Seating on a toilet seat instead of squatting like cavemen also causes strain in the toilet.

Here are steps to properly using the modern-day toilet during pregnancy:

Step 1:  feel like using the toilet? GO!

Step 2: Get a small stool to put your feet on, and raise your knees as high as possible. Some clever tricks! If necessary, modify by standing on your toes or placing your feet on toilet paper rolls or a backpack.

Step 3: Maintaining a straight back, bring your upper body forward, so your pelvis tips forward.

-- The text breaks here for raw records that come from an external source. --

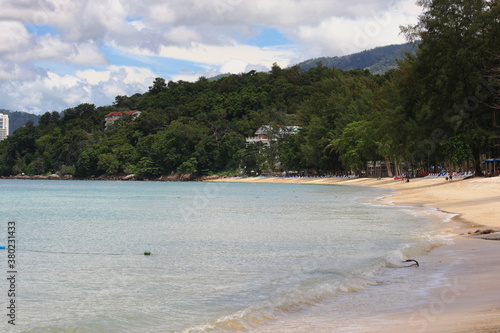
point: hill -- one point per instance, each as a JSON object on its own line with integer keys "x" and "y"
{"x": 378, "y": 60}
{"x": 18, "y": 119}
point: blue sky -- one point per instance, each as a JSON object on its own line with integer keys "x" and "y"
{"x": 56, "y": 54}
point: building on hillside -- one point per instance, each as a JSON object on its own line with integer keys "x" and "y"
{"x": 111, "y": 117}
{"x": 265, "y": 134}
{"x": 4, "y": 126}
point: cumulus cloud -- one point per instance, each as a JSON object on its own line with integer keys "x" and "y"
{"x": 213, "y": 34}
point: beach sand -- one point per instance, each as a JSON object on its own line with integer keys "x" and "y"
{"x": 467, "y": 297}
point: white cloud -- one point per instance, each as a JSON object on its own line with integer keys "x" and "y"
{"x": 58, "y": 92}
{"x": 13, "y": 36}
{"x": 209, "y": 33}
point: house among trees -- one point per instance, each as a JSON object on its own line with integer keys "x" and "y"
{"x": 111, "y": 117}
{"x": 4, "y": 126}
{"x": 267, "y": 133}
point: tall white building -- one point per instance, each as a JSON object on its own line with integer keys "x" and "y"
{"x": 4, "y": 126}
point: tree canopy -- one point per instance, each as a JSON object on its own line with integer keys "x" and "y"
{"x": 439, "y": 107}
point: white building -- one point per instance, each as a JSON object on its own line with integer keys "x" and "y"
{"x": 262, "y": 134}
{"x": 4, "y": 126}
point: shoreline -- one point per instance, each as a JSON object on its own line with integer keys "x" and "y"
{"x": 466, "y": 297}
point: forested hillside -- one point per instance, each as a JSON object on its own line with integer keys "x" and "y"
{"x": 435, "y": 109}
{"x": 18, "y": 119}
{"x": 378, "y": 60}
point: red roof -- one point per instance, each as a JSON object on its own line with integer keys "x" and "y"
{"x": 119, "y": 113}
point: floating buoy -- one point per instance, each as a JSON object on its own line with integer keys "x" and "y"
{"x": 415, "y": 263}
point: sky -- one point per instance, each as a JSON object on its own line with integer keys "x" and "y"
{"x": 56, "y": 54}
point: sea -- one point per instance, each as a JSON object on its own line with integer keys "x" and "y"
{"x": 117, "y": 256}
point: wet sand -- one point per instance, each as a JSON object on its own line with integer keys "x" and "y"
{"x": 467, "y": 297}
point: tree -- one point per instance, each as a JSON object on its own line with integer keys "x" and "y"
{"x": 460, "y": 42}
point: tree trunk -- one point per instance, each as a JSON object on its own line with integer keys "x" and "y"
{"x": 388, "y": 166}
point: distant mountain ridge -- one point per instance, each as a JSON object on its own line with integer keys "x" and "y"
{"x": 18, "y": 119}
{"x": 378, "y": 60}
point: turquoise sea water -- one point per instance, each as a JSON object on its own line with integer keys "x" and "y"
{"x": 225, "y": 257}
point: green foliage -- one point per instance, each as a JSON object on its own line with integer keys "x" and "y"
{"x": 188, "y": 167}
{"x": 434, "y": 108}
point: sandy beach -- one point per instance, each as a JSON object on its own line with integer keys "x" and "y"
{"x": 467, "y": 297}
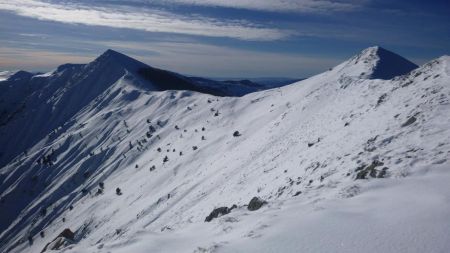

Place your elbows on your knees and relax.

Step 4: Breathe normally and resist the urge to hold your breath. It is critical to breathe and not hold your breath.

Step 5: If you require assistance, you can generate abdominal assistance by pushing your belly out (rather than straining in and out).

A Final Note on Pregnancy Poop

Pregnancy poop may not be something you want to discuss, but it is something you must consider.

Pregnancy can affect every part of your body, so expect some changes in your bowels as well. Remember that every pregnancy is unique. The key is anticipating changes so you know when they occur.

Finally, you should consult your doctor if you notice blood in your stool during pregnancy. They will be able to assist in determining the cause.